Cocoon didn’t do much for me beyond that. I like it fine enough, but it’s not a particularly thought-provoking experience. There is a compelling visual language at play, in which the sort of scale of the world vs. the scale of the bug-like player character are constantly at an inverse with their real-world equivalents, which calls to mind the way a game like Everything visually demonstrates that the microscopic world of bacteria is as infinitely vast as the macroscopic world of star systems. But Cocoon doesn’t develop beyond that in the way that a game like Inside does. Inside is initially as broad, but it reaches a conclusion, and in doing so is able to convey specific themes and ideas. Cocoon seems more interested in executing on the fundamentals of a puzzle game, but its puzzles aren’t particularly novel, and much of what the game has to offer is contained within the first hour of play.

It’s been gnawing at me that I must be missing something, considering all the high praise Cocoon has received. Cocoon cracked quite a few Game of the Year lists, but critics who’ve covered it don’t seem interested in exploring what the game is actually saying or doing. Most criticism I’ve read about Cocoon begin with superlatives about each major part of the game’s design and end with basic descriptions of how legible the game’s breadcrumbs are, how effortlessly it can lead the player towards the solutions to its problems, and how smart the player will feel once they’ve been made to solve those puzzles.

This last point, that Cocoon is supremely legible as a puzzle game, doesn’t necessarily do anything for me, in the abstract. In the broadest possible sense, I don’t think padding the ego of the player is a good instinct; it doesn’t produce an experience that matters. Puzzle games are not drugs that are supposed to make you feel smarter than you are, they’re interactive narrative objects like anything else, and pretending otherwise means you’re doing the game design equivalent of a Sudoku puzzle – or, if they are meant to give you a space where you can pretend you’re smart, then they’re meaningless. But hey, Myst made me feel incredibly stupid and I thought it was maybe the most interesting puzzle game I’d ever played, so, take what I say with a grain of salt, I guess.

The moment-to-moment gameplay of Cocoon is context-free video game stuff. Fighting boss battles with bomb-tossing spore-monsters and shepherding robots onto control pads doesn’t express very much about that macro-level part of the narrative. The reason why I prefer Inside, a game that’s functionally a predecessor to Cocoon, is that its imagery and mechanics told its story. The greyscale cubicle farm workplaces, the antagonistic security guards, the police dogs, the discovery of the mind control mechanic that enables the player to remake corpses into dutiful workers – all of these things paint a sharper picture of corporate dehumanization, layers of violence and domination disguised as a society. There is an emotional arc to that game, a reason to care about and to think about what you’re seeing and why you’re seeing it.
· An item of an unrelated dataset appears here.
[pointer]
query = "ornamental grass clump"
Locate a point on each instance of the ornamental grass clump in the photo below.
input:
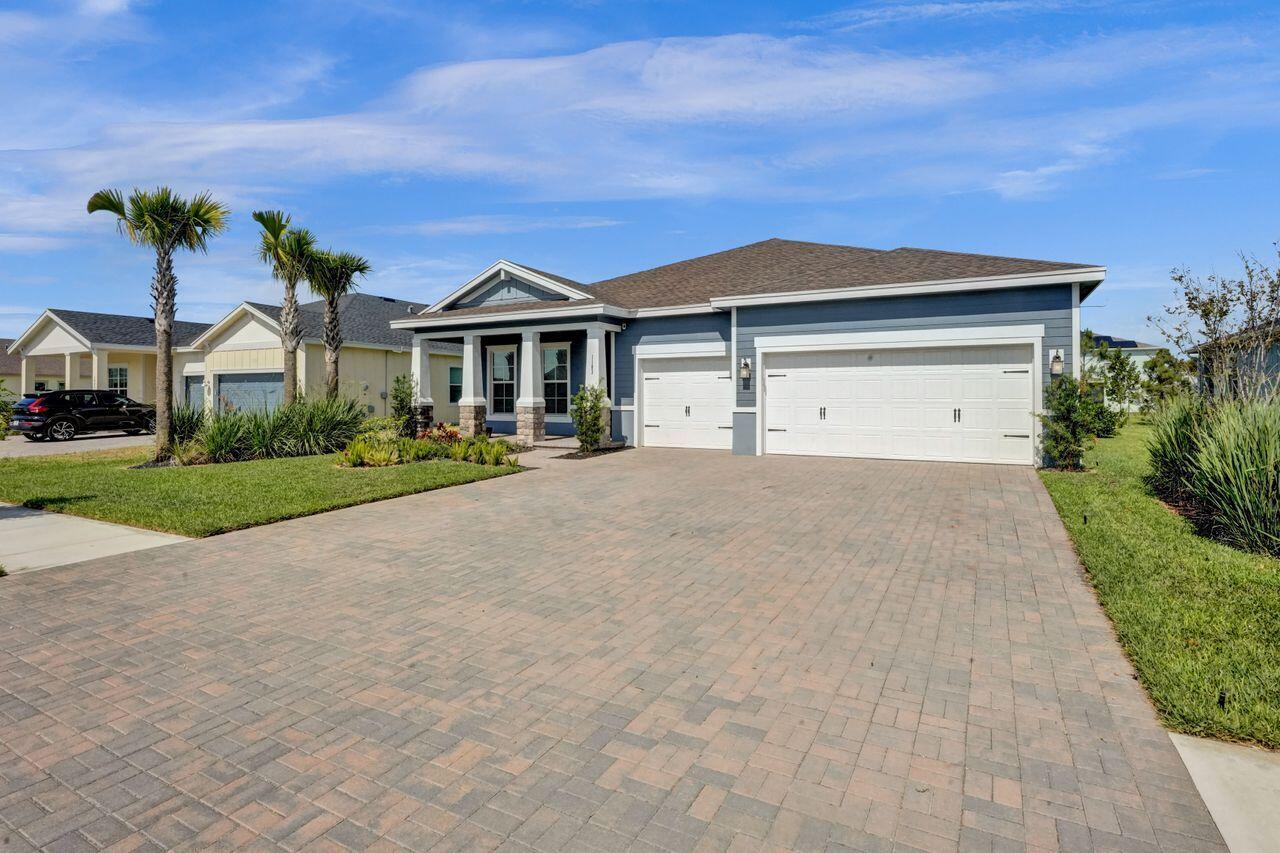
(1234, 480)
Cocoon is a game that uses the core design tenants of something like Inside, it seems interested in producing that initial sense of intrigue, only to do less with more.

Jusant is a meditative journey in which, entirely through climbing and exploration, the player traces a historiography of man-made ecological annihilation. In terms of tone and look, Jusant gives off the impression that it’s another post-Journey Journey-like (such as Abzu), but these similarities are superficial. Journey was a game that painted with a broad brush, using a storybook framework to go through the motions of an intentionally broad hero’s journey, whereas Jusant is all about the specifics of apocalypse. Besides all of the forgotten villages, artifacts and otherworldly wildlife the player encounters, there are also many abandoned letters, journals, advertisements and work orders to read; it would be more apt to say Jusant is like a hilariously vertical Gone Home, in which the heart of the game is contained in these little familiar documents, which are rendered otherworldly by the absence of the people who wrote them. And unlike other eschatologically-minded games like Fallout or Last of Us, Jusant’s characters, off-screen though they may be, are normal people under an imminent threat of annihilation, making bad choices in bad circumstances, pitiable and/or sympathetic as opposed to idiotically cruel and/or murderously evil. The game’s mechanics, which are centered around freeclimbing, necessitate careful observation of the game world, enhancing the player’s relationship with the narrative.

It also lets you travel the world with a fun little alien guy, which is always a plus.